In 2014, Breakthrough and Milestones Productions Incorporated (BMPI), under Chairman and CEO “Kuya” Daniel Razon (aka “Dr. Clark”), assumed management of the 107.5 MHz frequency. The station relocated its studios from Pasig to the UNTV Building in Quezon City and its transmitter facilities moved to the new UNTV transmission tower on Sumulong Highway, Antipolo. This solidified BMPI's influence across PBC's media platforms in Mega Manila, severing ties with the defunct UNTV (“un-tee-vee”) era. Concurrently, the Win Radio brand (under Manny Luzon's management) transferred to 91.5 FM.

The station soft-launched on June 26, 2014, as “107.5,” playing automated music and teasers for its upcoming jingle (sung by Gerald Santos and composed by Mon del Rosario). Its formal launch as 107.5 Wish FM occurred on August 10, 2014, with the “Wish Concert” at the World Trade Center in Pasay, officially signing on at 9:45 PM. On October 20, 2014, it was rebranded as Wish 107.5 (pronounced “one-oh-seven-five”).
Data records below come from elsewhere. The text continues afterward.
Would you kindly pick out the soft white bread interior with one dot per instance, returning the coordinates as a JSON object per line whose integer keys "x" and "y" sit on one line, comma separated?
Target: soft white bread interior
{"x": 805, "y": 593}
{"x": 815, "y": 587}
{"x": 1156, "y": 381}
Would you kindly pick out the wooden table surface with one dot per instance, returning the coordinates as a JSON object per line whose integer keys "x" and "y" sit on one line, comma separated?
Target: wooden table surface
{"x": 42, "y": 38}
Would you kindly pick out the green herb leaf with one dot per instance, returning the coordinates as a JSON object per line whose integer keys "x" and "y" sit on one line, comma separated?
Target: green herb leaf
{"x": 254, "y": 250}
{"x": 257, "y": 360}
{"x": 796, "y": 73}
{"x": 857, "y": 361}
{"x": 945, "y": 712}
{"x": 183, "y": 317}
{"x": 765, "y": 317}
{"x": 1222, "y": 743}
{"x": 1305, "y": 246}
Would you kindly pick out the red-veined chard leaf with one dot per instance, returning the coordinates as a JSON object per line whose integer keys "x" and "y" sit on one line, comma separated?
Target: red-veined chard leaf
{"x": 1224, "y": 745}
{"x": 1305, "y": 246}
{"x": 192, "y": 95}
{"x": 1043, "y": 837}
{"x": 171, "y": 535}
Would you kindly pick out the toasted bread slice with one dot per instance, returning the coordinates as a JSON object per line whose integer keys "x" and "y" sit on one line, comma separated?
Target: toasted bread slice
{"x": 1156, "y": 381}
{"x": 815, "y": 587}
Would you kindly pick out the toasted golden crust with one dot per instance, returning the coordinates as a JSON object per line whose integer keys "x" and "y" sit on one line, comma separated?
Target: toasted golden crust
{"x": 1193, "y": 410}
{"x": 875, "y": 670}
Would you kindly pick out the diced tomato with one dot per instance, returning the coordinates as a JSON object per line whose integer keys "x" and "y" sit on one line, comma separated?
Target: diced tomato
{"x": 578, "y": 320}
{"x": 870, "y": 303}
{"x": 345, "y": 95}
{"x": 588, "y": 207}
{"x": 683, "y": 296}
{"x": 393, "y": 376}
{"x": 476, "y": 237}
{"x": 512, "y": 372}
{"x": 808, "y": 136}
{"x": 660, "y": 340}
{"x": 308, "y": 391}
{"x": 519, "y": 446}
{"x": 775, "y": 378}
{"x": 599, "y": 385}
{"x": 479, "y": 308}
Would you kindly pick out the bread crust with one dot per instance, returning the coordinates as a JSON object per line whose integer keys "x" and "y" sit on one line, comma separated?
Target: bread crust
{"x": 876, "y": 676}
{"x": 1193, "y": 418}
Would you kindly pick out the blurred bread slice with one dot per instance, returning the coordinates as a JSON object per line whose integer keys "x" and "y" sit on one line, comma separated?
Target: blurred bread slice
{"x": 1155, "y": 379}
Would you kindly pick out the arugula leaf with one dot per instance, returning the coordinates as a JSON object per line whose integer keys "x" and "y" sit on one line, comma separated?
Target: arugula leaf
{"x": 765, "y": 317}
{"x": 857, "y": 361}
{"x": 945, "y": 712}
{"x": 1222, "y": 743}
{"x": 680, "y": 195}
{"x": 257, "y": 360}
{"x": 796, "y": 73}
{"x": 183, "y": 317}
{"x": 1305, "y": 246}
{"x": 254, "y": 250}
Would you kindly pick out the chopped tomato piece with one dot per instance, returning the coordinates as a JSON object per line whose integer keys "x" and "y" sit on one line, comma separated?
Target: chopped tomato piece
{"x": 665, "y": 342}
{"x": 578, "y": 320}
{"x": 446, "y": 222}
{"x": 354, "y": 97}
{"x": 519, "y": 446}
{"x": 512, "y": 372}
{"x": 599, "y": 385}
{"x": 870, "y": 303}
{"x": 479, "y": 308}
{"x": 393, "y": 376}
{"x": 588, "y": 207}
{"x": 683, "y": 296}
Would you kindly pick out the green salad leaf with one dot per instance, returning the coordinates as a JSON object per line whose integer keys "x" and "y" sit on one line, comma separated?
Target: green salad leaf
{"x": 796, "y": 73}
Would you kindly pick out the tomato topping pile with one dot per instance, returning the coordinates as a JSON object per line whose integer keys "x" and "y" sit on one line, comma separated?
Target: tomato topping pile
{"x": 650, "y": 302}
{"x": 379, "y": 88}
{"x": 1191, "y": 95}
Willy “Hillbilly Willy” Inong served as station manager from inception until October 11, 2015, when Bryan “T-Bowne” Quitoriano took over.

During its launch, 107.5 Wish FM introduced the “Wish FM Bus,” the first mobile FM radio booth in a bus, a concept inspired by its sister station, Radio La Verdad 1350.

The station's new headquarters, the 16-storey Philippine Broadcast Hub (formerly The Millennial Tower) along EDSA Philam, is currently under construction and will also house UNTV and Radio La Verdad.

By July 2021, after nearly seven years with its new format, Wish FM became the third most listened to FM radio station in Metro Manila.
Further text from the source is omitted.